JOHNSTON, Iowa, Nov 8 (Reuters) - Lower gasoline demand in the United States is slowing ethanol expansion no matter how much the government mandates the grain-based additive be blended into the nation's fuel supply, U.S. Agriculture Secretary Tom Vilsack said on Friday.
"We are bumping up against this thing called the 'blend wall,' where essentially there's no other place to put the ethanol unless we have increased blend rates," Vilsack said during a taping of public television program Iowa Press.
The Environmental Protection Agency as early as next week is expected to propose reducing the so-called Renewable Fuel Standard from its existing target of 18.15 billion gallons of biofuels for 2014 as outlined in the current law.
Oil refiners have lobbied the government to slash the mandate. They argue they cannot inject more than the traditional 10 percent ethanol blend into gasoline without risking damage to car engines - the so-called "blend wall" that Vilsack referenced in his remarks.
The EPA has said fuel blends with as much as 15 percent ethanol, or E-15, are safe for vehicles made in 2001 or later.

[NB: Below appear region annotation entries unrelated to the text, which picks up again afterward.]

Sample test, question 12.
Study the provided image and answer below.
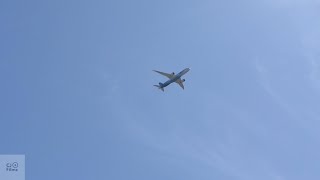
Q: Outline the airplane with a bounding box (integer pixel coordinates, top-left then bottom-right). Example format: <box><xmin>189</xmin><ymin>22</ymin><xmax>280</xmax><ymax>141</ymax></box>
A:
<box><xmin>153</xmin><ymin>68</ymin><xmax>190</xmax><ymax>91</ymax></box>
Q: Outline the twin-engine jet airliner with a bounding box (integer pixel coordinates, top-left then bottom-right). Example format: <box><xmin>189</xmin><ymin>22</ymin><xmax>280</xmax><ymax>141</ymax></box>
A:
<box><xmin>153</xmin><ymin>68</ymin><xmax>190</xmax><ymax>91</ymax></box>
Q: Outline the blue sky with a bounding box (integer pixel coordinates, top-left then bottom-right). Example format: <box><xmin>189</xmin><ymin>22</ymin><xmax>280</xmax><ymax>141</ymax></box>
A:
<box><xmin>0</xmin><ymin>0</ymin><xmax>320</xmax><ymax>180</ymax></box>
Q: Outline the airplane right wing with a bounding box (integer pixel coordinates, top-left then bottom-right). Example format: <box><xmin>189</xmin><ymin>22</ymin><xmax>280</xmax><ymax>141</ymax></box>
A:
<box><xmin>153</xmin><ymin>70</ymin><xmax>174</xmax><ymax>79</ymax></box>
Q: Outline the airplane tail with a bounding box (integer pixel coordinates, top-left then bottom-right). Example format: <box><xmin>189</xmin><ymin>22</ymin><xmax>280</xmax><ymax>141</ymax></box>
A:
<box><xmin>153</xmin><ymin>83</ymin><xmax>164</xmax><ymax>92</ymax></box>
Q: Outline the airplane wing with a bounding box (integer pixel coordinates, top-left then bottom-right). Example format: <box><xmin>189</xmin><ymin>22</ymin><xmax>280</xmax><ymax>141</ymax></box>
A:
<box><xmin>153</xmin><ymin>70</ymin><xmax>174</xmax><ymax>79</ymax></box>
<box><xmin>176</xmin><ymin>78</ymin><xmax>184</xmax><ymax>89</ymax></box>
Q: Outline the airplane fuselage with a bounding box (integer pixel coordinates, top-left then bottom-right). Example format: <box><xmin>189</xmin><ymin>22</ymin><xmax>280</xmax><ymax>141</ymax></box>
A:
<box><xmin>161</xmin><ymin>68</ymin><xmax>190</xmax><ymax>88</ymax></box>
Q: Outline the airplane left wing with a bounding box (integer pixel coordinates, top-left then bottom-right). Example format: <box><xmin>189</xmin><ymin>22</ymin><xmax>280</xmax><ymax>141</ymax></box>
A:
<box><xmin>176</xmin><ymin>78</ymin><xmax>184</xmax><ymax>89</ymax></box>
<box><xmin>153</xmin><ymin>70</ymin><xmax>174</xmax><ymax>79</ymax></box>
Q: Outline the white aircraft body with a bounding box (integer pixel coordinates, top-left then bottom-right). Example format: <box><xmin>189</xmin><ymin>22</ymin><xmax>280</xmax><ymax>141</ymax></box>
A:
<box><xmin>153</xmin><ymin>68</ymin><xmax>190</xmax><ymax>91</ymax></box>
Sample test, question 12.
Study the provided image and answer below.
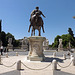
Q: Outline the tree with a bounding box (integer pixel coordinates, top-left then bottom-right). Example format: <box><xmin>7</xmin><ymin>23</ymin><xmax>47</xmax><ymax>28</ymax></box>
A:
<box><xmin>68</xmin><ymin>28</ymin><xmax>74</xmax><ymax>37</ymax></box>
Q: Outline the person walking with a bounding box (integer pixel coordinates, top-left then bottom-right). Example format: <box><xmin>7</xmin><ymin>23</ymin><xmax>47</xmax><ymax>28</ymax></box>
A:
<box><xmin>1</xmin><ymin>46</ymin><xmax>3</xmax><ymax>55</ymax></box>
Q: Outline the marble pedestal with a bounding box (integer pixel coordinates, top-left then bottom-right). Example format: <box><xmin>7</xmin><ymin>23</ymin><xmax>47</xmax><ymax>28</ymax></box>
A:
<box><xmin>27</xmin><ymin>36</ymin><xmax>46</xmax><ymax>61</ymax></box>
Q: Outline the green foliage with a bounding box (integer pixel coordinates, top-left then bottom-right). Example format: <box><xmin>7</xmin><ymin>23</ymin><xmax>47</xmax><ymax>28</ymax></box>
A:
<box><xmin>0</xmin><ymin>31</ymin><xmax>20</xmax><ymax>47</ymax></box>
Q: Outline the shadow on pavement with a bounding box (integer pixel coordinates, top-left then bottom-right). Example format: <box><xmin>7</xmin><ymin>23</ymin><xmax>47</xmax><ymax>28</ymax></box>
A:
<box><xmin>42</xmin><ymin>57</ymin><xmax>63</xmax><ymax>63</ymax></box>
<box><xmin>53</xmin><ymin>70</ymin><xmax>75</xmax><ymax>75</ymax></box>
<box><xmin>0</xmin><ymin>70</ymin><xmax>21</xmax><ymax>75</ymax></box>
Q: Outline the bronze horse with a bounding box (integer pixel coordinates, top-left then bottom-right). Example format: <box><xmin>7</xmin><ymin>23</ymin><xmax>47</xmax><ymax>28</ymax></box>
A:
<box><xmin>28</xmin><ymin>13</ymin><xmax>45</xmax><ymax>36</ymax></box>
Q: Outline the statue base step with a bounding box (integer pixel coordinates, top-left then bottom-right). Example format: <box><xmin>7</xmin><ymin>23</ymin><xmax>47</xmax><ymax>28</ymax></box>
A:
<box><xmin>27</xmin><ymin>36</ymin><xmax>46</xmax><ymax>61</ymax></box>
<box><xmin>27</xmin><ymin>56</ymin><xmax>44</xmax><ymax>61</ymax></box>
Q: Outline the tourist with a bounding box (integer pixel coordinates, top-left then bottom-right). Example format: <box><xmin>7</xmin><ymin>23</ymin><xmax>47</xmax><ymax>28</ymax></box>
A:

But few gas stations sell the higher blend outside of the Corn Belt.
Better fuel efficiency in modern vehicles has also helped lead to an overall decline in gasoline demand.
"I think EPA's got a difficult task because they are faced with the fact that those standards were set on the premise that we as a country would consume more and more gasoline from year to year," Vilsack said. "The reality is, with fuel efficient vehicles, we are consuming less (gasoline). So the assumption upon which those numbers was based was incorrect."
Vilsack is a former governor of Iowa, the No. 1 corn producing state. He said efforts by some U.S. legislators to repeal the Renewable Fuel Standard "concerns me."
Rather, the country should move to expand the distribution network of ethanol and promote its use in aviation and marine fuel, Vilsack said.
USDA, in the first supply and demand forecast since before last month's partial U.S. government shutdown, on Friday boosted its estimate for the U.S. corn crop to a record 13.989 billion bushels.
Use of corn in making ethanol was left unchanged at 4.9 billion bushels, USDA said.